While it recognized some of the plaintiffs` claims, a three-judge panel of the U.S. District Court that heard the cases ruled in favor of the school boards. The plaintiffs then appealed to the U.S. Supreme Court. On May 18, 1896, the Supreme Court issued a 7-1[a] decision against Plessy upholding the constitutionality of Louisiana`s railroad car separation laws. [12] In Brown II (1955), the Court held that the problems identified in Brown I required different local solutions. Chief Justice Warren assigned responsibility for implementing desegregation to local school boards and the courts that initially adjudicated school segregation cases. They were ordered to implement the principles adopted by the Supreme Court in Brown I. Warren called on municipalities to act immediately on the new principles and to comply fully with them “with due speed.” Plessy legitimized state laws establishing “racial” segregation in the South and gave impetus to other racial segregation laws. He also legitimized Northern laws that imposed “racial” segregation, as in the Boston school segregation case, which Justice Brown cited in his majority opinion. [37] The legislative gains made during the reconstruction era were erased by the “separate but equal” doctrine.

[38] The doctrine had also been strengthened by an 1875 Supreme Court decision that limited the federal government`s ability to intervene in state affairs and guaranteed Congress only the power to “deter states from acts of racial discrimination and segregation.” [39] The decision granted states principled legislative immunity in dealing with “racial” issues and guaranteed states the right to establish institutions of racial segregation and required that they be only equal. [40] Plessy then appealed to the Louisiana Supreme Court, which upheld the decision that Louisiana`s law was constitutional. Plessy erred in the U.S. Supreme Court, where Justice John Howard Ferguson was named in the case before the U.S. Supreme Court because he had been named in the Louisiana Supreme Court petition. Copies of the information and other proceedings before the District Criminal Court were attached to the application as evidence. In the conclusion, Warren wrote: “We conclude that in the field of public education, the doctrine of `separate but equal` has no place. Segregated educational institutions are inherently unequal; Segregation in public education is a denial of equal protection of laws. New Orleans historian Keith Weldon Medley, author of We As Freemen: Plessy v. Ferguson, The Fight Against Legal Segregation, said the words of Justice Harlan`s “Great Dissent” came from documents filed with the court by the “Citizens` Committee.” [49] May 18, 1896. This was an application for prohibition and certiorari, originally filed by erroneous plaintiff Plessy in the State Supreme Court against the Honourable John H.

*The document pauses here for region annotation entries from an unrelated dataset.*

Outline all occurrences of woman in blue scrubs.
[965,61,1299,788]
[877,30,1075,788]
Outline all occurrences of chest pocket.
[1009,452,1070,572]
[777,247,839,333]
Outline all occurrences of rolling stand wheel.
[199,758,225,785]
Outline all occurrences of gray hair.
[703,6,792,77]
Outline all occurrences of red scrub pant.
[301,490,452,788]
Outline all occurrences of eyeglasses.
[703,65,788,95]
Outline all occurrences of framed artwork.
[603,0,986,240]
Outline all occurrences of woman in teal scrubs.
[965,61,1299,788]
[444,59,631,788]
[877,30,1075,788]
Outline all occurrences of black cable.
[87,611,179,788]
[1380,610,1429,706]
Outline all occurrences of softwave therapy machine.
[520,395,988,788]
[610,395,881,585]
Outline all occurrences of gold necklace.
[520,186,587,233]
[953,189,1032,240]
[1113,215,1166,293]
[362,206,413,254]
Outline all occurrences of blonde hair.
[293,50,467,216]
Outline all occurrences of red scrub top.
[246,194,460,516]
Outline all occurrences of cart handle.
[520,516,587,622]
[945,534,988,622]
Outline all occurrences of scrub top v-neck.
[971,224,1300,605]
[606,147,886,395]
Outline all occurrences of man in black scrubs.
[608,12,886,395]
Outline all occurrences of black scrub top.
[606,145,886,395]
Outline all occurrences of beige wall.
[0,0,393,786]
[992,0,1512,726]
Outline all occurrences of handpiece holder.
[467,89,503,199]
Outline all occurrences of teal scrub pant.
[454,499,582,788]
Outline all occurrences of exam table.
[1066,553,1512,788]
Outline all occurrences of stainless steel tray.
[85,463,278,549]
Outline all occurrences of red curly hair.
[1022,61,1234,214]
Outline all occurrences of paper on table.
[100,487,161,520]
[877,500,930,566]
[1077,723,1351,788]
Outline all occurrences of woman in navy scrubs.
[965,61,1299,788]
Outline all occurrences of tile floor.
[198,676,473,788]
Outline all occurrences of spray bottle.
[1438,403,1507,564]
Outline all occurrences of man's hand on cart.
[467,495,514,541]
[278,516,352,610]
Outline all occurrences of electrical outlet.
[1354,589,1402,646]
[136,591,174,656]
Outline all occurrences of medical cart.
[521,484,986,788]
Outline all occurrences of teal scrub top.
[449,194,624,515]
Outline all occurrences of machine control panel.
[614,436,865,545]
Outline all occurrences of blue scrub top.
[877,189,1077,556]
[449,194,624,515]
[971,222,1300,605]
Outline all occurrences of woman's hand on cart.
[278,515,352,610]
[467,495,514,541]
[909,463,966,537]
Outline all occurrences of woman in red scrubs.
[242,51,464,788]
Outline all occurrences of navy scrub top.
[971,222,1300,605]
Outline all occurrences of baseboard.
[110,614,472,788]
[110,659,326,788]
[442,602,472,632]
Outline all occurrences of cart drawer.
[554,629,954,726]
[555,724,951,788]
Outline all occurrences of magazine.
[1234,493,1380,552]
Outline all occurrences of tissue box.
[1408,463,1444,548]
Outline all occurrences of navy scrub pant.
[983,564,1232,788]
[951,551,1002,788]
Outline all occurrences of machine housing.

Ferguson, a judge of the District Criminal Court of the Municipality of Orleans, essentially stated the following facts: When they met to decide the case, the Supreme Court justices realized that they were deeply divided on the issues raised. While most wanted to overthrow Plessy and declare segregation in public schools unconstitutional, they had various reasons for doing so. Unable to find a solution before June 1953 (the end of the Court`s mandate 1952-1953), the Tribunal decided to reconsider the case in December 1953. Meanwhile, Chief Justice Fred Vinson passed away and was replaced by Governor Earl Warren of California. After the case was heard again in 1953, Chief Justice Warren was able to do something his predecessor had failed to do, and that was get all justices to accept a unanimous decision declaring segregation in public schools unconstitutional. On May 14, 1954, he delivered the opinion of the Tribunal and stated: “We conclude that in the field of public education the doctrine of `separate but equal` has no place. Segregated educational institutions are inherently unequal. Harlan argued in his dissent that segregation was contrary to the constitutional principle of equality before the law: “The arbitrary separation of citizens on the basis of race on the public highway is a badge of servitude that is totally incompatible with civil liberty and equality before the law established by the Constitution.” he wrote. “This cannot be justified on any legal basis.” The case, known as Brown v. Board of Education, was actually the name given to five separate cases heard by the U.S. Supreme Court on the issue of segregation in public schools. These are Brown v.

Board of Education of Topeka, Briggs v. Elliot, Davis v. Board of Education of Prince Edward County (VA), Bolling v. Sharpe and Gebhart v. Ethel. Although the facts vary in each case, the main issue in each case has been the constitutionality of state-sponsored segregation in public schools. Once again, Thurgood Marshall and the NAACP Legal Defense and Education Fund handled these cases.